Beh, non è così semplice. Sebbene la sicurezza energetica sia in condizioni molto migliori rispetto a 12 mesi fa, faremmo bene a evitare un eccessivo ottimismo. Il mercato del gas rimarrà sotto pressione in Europa almeno fino al primo trimestre del 2025, con l'ultima ondata di rifornimenti che dovrebbe arrivare nel 2025–2026. Se questo inverno si rivelerà duro come alcuni prevedono, potremmo essere colti alla sprovvista, in particolare se si verificheranno interruzioni degli approvvigionamenti o un aumento della domanda industriale in Asia o altrove. Dopotutto, l'inflazione sembra stabilizzarsi e l'indice PMI probabilmente tornerà a salire, anche in Europa.

Se ciò accade, la probabilità di assistere a un rialzo dei prezzi del gas aumenterà in modo esponenziale, ancora più probabilmente nel caso dell'Henry Hub data la forza relativa dell'economia e del mercato del lavoro degli Stati Uniti e dato che la Fed sta già abbandonando la politica interventista di fronte a un'inflazione stabile.

Il petrolio è ancora competitivo nonostante l'agenda ecologista

Il greggio è un'altra risorsa energetica fondamentale scesa da altezze vertiginose a livelli più gestibili nel corso dell'ultimo anno. E nonostante le questioni dal lato dell'offerta legate all'instabilità geopolitica regionale, questa volta sia in Europa che in Medio Oriente, il Brent è riuscito in qualche modo a evitare di tornare a far visita al picco di oltre 120 dollari al barile. In realtà, ci sono molteplici fattori ribassisti che agiscono contro il petrolio, ma con scarso successo, a quanto pare.

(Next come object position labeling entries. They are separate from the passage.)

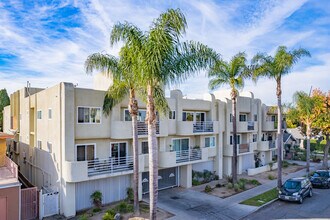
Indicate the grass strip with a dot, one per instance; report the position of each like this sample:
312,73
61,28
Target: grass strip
261,199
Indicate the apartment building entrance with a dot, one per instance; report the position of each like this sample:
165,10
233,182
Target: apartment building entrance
167,178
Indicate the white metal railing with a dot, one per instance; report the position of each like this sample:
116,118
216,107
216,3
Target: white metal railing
250,125
110,165
143,128
203,126
188,155
12,167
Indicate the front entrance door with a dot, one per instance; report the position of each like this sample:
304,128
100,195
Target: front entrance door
118,153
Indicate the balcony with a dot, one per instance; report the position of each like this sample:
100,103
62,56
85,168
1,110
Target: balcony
8,171
191,127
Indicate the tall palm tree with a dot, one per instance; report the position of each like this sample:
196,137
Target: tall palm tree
306,110
163,60
125,83
233,74
275,68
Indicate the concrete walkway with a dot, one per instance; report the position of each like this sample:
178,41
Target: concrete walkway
190,204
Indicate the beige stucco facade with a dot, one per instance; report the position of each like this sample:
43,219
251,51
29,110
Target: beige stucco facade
66,143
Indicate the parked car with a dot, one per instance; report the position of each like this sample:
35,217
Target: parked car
296,189
321,178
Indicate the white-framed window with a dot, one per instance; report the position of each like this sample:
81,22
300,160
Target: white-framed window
180,144
85,152
144,147
238,137
39,114
254,138
49,147
187,116
39,144
210,141
50,113
171,115
141,116
242,117
89,115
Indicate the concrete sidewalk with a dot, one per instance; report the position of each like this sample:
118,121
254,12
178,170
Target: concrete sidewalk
190,204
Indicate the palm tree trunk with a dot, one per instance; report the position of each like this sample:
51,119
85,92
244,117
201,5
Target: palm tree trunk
308,153
153,153
134,110
326,151
279,133
234,160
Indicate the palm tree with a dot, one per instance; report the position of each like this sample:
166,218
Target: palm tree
275,68
233,74
306,111
125,83
163,60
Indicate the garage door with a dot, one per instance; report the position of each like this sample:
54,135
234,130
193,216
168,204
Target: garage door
167,178
113,189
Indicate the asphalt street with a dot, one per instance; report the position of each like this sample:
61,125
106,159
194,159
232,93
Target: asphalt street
316,207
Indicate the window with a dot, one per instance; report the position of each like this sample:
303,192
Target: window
49,113
181,144
141,116
242,117
187,116
254,137
39,114
238,137
50,147
144,147
171,115
85,152
210,142
39,144
89,115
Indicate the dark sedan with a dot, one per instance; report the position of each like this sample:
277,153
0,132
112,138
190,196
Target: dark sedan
321,178
296,189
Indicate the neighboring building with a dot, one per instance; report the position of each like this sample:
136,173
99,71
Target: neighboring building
9,184
66,144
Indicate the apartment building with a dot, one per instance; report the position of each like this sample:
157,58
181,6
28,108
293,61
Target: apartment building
65,143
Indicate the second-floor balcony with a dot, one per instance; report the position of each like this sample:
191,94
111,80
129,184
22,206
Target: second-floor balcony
193,127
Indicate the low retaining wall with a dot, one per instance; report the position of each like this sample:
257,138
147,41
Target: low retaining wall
254,171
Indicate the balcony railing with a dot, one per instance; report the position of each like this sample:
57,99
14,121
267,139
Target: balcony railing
111,165
250,125
188,155
272,144
243,148
143,128
203,126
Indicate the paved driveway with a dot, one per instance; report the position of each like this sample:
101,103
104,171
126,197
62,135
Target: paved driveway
189,204
316,207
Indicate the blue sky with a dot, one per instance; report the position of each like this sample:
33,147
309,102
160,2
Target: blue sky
46,42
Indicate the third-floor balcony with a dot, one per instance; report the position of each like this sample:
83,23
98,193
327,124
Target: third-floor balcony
193,127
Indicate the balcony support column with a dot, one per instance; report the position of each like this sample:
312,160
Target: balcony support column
186,176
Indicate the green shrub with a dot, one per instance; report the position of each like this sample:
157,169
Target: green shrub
83,217
123,207
108,216
208,189
130,194
236,187
271,177
96,198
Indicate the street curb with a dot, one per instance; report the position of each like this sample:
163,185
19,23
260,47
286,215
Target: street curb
260,207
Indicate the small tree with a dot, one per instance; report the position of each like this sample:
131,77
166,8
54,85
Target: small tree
96,198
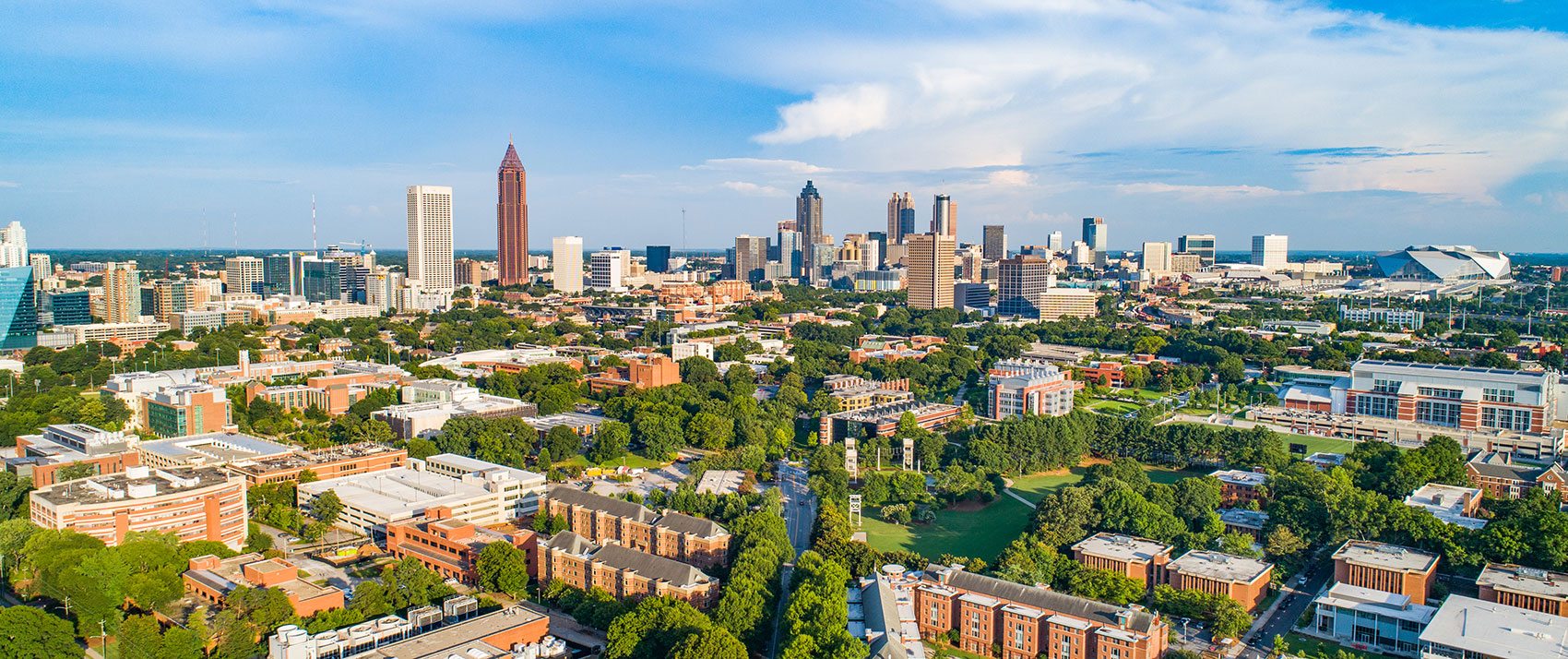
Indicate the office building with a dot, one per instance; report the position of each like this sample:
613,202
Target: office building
752,258
659,258
944,217
1019,282
242,275
808,217
994,242
1270,251
210,580
900,217
121,293
1026,622
1468,628
623,571
568,262
1390,569
1443,264
1029,387
430,237
1139,559
930,264
190,502
1236,576
1523,587
1371,620
607,267
1196,244
512,219
13,246
616,521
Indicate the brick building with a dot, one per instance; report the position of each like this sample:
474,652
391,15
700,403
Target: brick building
1029,622
1390,569
607,520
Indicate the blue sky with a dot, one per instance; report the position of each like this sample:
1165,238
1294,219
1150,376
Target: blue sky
1359,126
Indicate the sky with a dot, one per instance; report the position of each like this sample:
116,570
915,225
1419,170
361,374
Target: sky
1348,126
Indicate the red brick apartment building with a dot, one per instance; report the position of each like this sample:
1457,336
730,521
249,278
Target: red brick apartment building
1390,569
607,520
1029,622
1523,587
449,546
1234,576
622,571
1139,559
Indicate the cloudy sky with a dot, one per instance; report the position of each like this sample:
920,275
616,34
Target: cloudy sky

In primo luogo, osserviamo un travolgente trend globale a favore di fonti di energia più ecologiche, guidato dai veicoli elettrificati. Inoltre, c'è il fattore estremamente potente dell'OPEC e dei paesi produttori di petrolio associati. Il cartello, con la Russia e l'Arabia Saudita in testa, ha già accettato di sostenere i tagli alla produzione.

Il 5 novembre, sia l'Arabia Saudita che la Federazione Russa hanno concordato di estendere i tagli volontari alla produzione rispettivamente di 1 milione di barili al giorno e 300.000 barili al giorno fino alla fine dell'anno. Infatti, secondo Reuters, i due principali attori dell'OPEC dovrebbero incontrarsi alla fine di questo mese per decidere di "estendere, intensificare o aumentare" i tagli giornalieri. L'effetto a catena di questo fenomeno, insieme alla crescente domanda da parte del settore industriale cinese in ripresa, dovrebbe far salire i prezzi nell'ultimo trimestre del 2023.

La Energy Information Administration degli Stati Uniti prevede che il Brent raggiungerà i 93 dollari entro la fine del 2023, con Light Sweet e WTI non molto indietro. Se il petrolio raggiungerà questo livello entro la fine dell'anno, la probabilità di assistere a un rialzo prolungato nel corso del 2024 non potrà che aumentare.